Petahana yang mempunyai kegiatan pemerintahan sudah punya panggung gratis. Terlebih jika rajin turba meski tetap mengikuti prokes.

” Faktanya yang memiliki panggung gratis hanya Mas Tri. Efektif atau tidak panggung itu dimanfaatkan ya jawabannya ada di publik. Jika turba memberi kesan positif dan memberi solusi setiap keluhan publik pasti surveinya akan tinggi,” terangnya.

Dijelaskan Didit, jabatan pasangan Walikota Bekasi Rahmat Effendi dan Wakil Walikota Tri Adhianto Cahyono akan berakhir pada 20 September 2023 atau 2,5 tahun lagi.

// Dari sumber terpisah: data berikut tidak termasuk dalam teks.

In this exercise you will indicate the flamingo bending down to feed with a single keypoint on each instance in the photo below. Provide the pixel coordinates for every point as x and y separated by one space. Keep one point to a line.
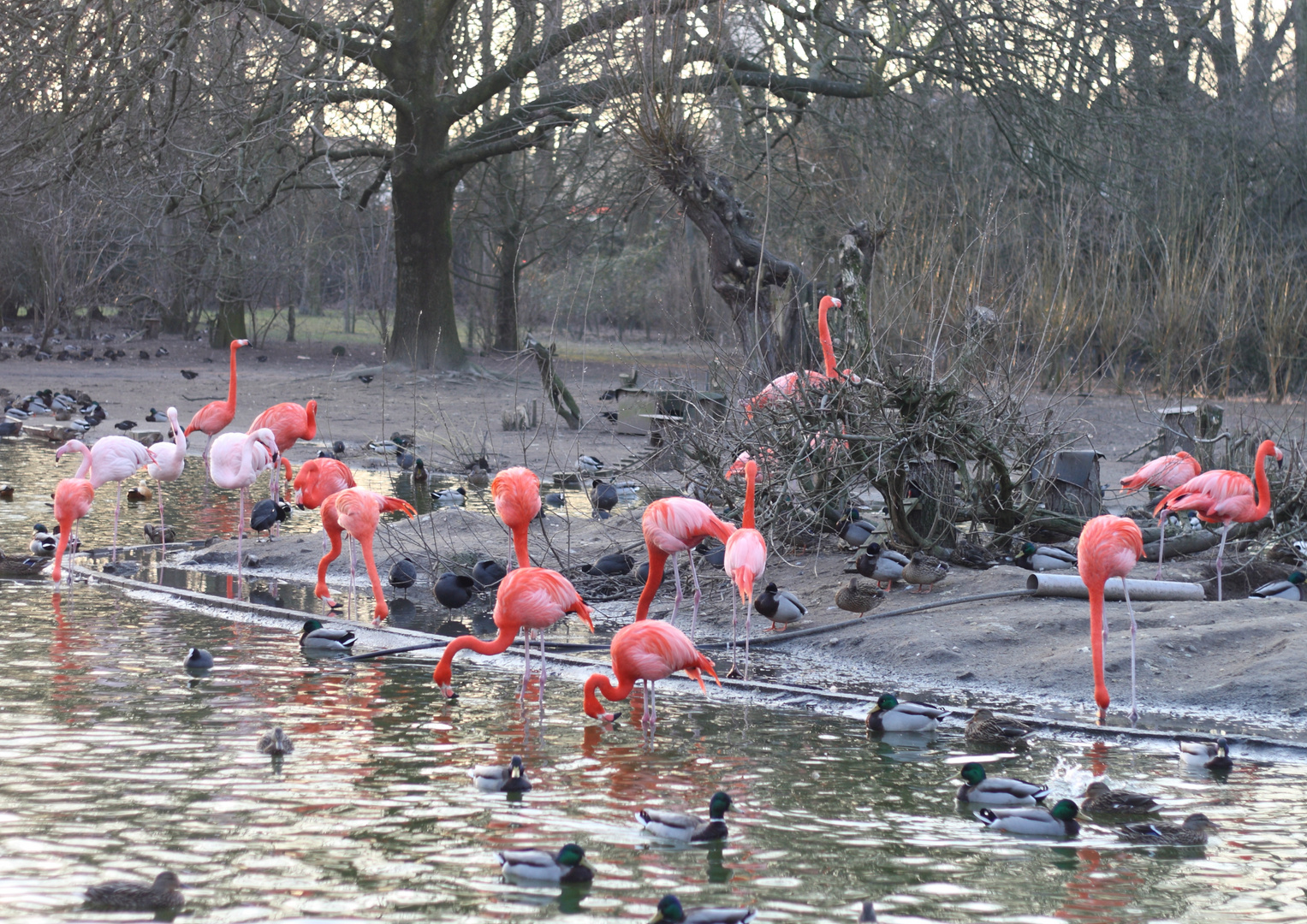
783 387
528 599
646 651
672 525
357 512
746 561
516 500
1108 547
1166 472
216 416
1227 497
169 462
235 460
72 502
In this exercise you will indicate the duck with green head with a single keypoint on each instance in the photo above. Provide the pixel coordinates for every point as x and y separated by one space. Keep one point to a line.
996 790
684 826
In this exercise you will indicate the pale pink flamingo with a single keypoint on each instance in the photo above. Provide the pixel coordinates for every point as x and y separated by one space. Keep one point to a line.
646 651
672 525
1166 472
746 561
169 462
216 416
235 462
1227 497
356 512
530 599
1108 547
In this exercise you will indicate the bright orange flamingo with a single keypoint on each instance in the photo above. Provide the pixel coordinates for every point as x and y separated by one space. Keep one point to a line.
646 651
216 416
72 502
746 561
516 500
1163 472
674 525
530 599
1108 547
1227 497
357 512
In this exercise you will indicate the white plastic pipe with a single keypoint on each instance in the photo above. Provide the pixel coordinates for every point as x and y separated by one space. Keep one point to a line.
1071 586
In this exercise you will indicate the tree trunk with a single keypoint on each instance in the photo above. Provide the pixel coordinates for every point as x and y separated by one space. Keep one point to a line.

Sementara sesuai UU No. 10 tahun 2016 terkait jadwal pelaksanaan Pilkada serentak akan dihelat bulan November 2024. Tahapan Pilkada dimulai bulan Oktober 2023 dan pencalonan kepala daerah pada Agustus 2024. Hal tersebut untuk singkronisasi dengan hasil Pileg DPRD.

Yang jelas, dengan batalnya revisi UU Pemilu, maka setidaknya ada 101 kepala daerah yang terdiri 7 gubernur, 76 bupati dan 18 wali kota berakhir masa jabatannya pada 2022 dan harus diisi oleh pejabat pengganti (Pj).

Demikian pula yang berakhir di tahun 2023 sebanyak 171 kepala daerah yang terdiri dari 17 gubernur, 115 bupati dan 39 wali kota.

Bagi kepala daerah yang berminat kembali mengikuti kontestasi pilkada harus bersabar menunggu Pilkada Serentak 2024, baik bagi yang baru menjabat satu periode atau dua periode berminat ke level di atas, seperti dari bupati/wali kota ke gubernur atau dari gubernur ke presiden, juga bersabar menunggu 2024.

Bagi kepala daerah yang habis masa jabatan di 2022 dan 2023, bisa jadi untuk sementara jeda, break, istirahat menjadi rakyat biasa. Pada posisi inilah yang ditengarai akan menurunkan elektabilitas yang bersangkutan.

Popularitas bisa meredup. Sedikit banyak rakyat akan melupakan. Sekaligus kalau tidak dikelola dengan baik, figur-figur semacam ini akan turun nilai jual untuk bertarung di pemilihan bupati, pemilihan wali kota dan  pemilihan gubernur.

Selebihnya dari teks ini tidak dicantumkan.